Of course, this still breaks down if we're passed an argument that is zero or negative. What's the factorial of such a number? Let's say, for the sake of argument, it's considered an error. We can add that as an assertion.

fact = dup int[0] gt! (dup int[1] eq! | pop dup int[1] sub fact mul);
main = int[5] fact;
==> OK([120])

If it's 0 or negative, the gt! assertion fails, and the whole thing fails. If it's 1, the eq! assertion doesn't fail, and 1 is returned. If it's greater than 1, the eq! assertion fails and factorial is computed.

Note that we do need parentheses here so that when the gt! fails, all of fact fails, instead of it falling back to the operation on the RHS of the |.

A bit more concatenative

Fans of concatenative languages (concatenativophiles? concatenativesters? concatenativeniks?) will no doubt be disappointed at the appearance of an explicit binary operator, and even parentheses (ugh), in this language.

But if we take some frightful measures, we may put some distance between us and these pedestrian things.

If we want our binary operator to be notated by mere juxtaposition, we obviously cannot have more than one binary operator. Yet here, in this language, we have two.

We surmount this obstacle by noting that, although we have two binary operators in the language, we can restrict each definition to having only one kind of operator, and have multiple kinds of definitions. In some definitions, concatenation is implicit; in other definitions, alternation is implicit.

To be precise: A definition in which concatenation is implicit is introduced with =&. A definition in which alternation is implicit is introduced with =|.

Armed with these facts, we can rewrite the above definition of fact without infix operators and without parentheses using multiple definitions, in this way:

fact =& fac1 fac2;
fac1 =& dup int[0] gt!;
fac2 =| fac3 fac4;
fac3 =& dup int[1] eq!;
fac4 =& pop dup int[1] sub fact mul;
main =& int[5] fact;
==> OK([120])

There! Are you happy now? Don't that just beat all? In light of this stellar feature it is expected that serious programmers would treat the plain = form of definition as a kind of wimpmode and shun it.

Further work

What we have here is probably sufficient for a version 0.1 release of the language -- it demonstrates most of the things I wanted to demonstrate with this idea. Still, it leaves a lot to be desired.

In particular, what is a Failure object? In the current implementation it contains a string, which is supposed to be the reason that the failure happened. Certainly, one could compare two Failures for equality, based on this failure message. But how useful or interesting is that, actually? So it is not implemented.

I think what a Failure should be is, not just a message, but a representation of the program state when the failure occured. Should it be the entire program state? I'm not sure.

Certainly, real-life exceptions usually include a backtrace, which lists all the calls that were in effect when the failure occurred.
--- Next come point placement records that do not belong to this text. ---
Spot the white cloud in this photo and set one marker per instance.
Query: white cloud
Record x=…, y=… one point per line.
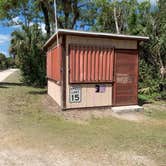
x=4, y=38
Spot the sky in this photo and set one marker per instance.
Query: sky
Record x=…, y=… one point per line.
x=5, y=35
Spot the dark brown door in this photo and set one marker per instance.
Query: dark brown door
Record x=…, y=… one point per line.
x=125, y=88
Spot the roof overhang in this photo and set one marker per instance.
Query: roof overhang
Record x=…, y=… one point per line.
x=93, y=34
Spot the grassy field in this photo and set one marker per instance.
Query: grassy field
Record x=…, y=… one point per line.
x=26, y=121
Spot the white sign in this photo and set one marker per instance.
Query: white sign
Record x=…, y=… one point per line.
x=75, y=94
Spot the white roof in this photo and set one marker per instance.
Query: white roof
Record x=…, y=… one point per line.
x=95, y=34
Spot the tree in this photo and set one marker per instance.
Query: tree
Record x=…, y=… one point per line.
x=26, y=45
x=3, y=63
x=70, y=14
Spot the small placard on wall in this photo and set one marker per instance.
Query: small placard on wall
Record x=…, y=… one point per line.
x=100, y=88
x=75, y=94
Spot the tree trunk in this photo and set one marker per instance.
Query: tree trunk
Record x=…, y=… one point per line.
x=116, y=21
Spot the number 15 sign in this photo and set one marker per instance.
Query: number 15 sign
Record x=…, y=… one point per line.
x=75, y=94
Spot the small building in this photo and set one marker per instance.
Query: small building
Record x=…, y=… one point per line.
x=91, y=69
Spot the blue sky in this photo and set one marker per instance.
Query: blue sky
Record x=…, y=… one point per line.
x=5, y=35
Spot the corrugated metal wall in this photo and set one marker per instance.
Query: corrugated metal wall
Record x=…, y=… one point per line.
x=126, y=77
x=90, y=64
x=54, y=58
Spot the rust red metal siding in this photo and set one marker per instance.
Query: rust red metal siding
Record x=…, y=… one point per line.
x=126, y=77
x=90, y=64
x=54, y=58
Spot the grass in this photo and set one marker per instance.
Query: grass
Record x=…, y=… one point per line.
x=23, y=109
If a Failure were that, then a Failure would be a kind of list. And there hasn't been much thought into what kinds of values can actually exist on the Vinegar stack. Can a list exist there? There is a certain urge to disallow that in the name of simplifying memory management -- the Forth school, sort of. But, having lists on the stack, and being able to manipulate them, would be very powerful; and having them unavoidably be Failures as well, would be rather esoteric.

Can you raise a Failure once you have one on the stack? You ought to, but it raises a vaguely philosophical question: since raise can fail (all operations can fail in Vinegar), how do you know when raise succeeded? How do you know that it actually re-raised a Failure(underflow) it had on the stack, versus that there was nothing on the stack and it actually underflowed? Maybe you don't, maybe you give up on that epistemological question.

If a Failure represents the state of the program when it failed, is it a continuation? Can you continue it where it left off, with something changed, to try to make it avoid the failure this time? Why, wouldn't this be a neat way to implement backtracking search? If you could work out how to make it work neatly, I mean.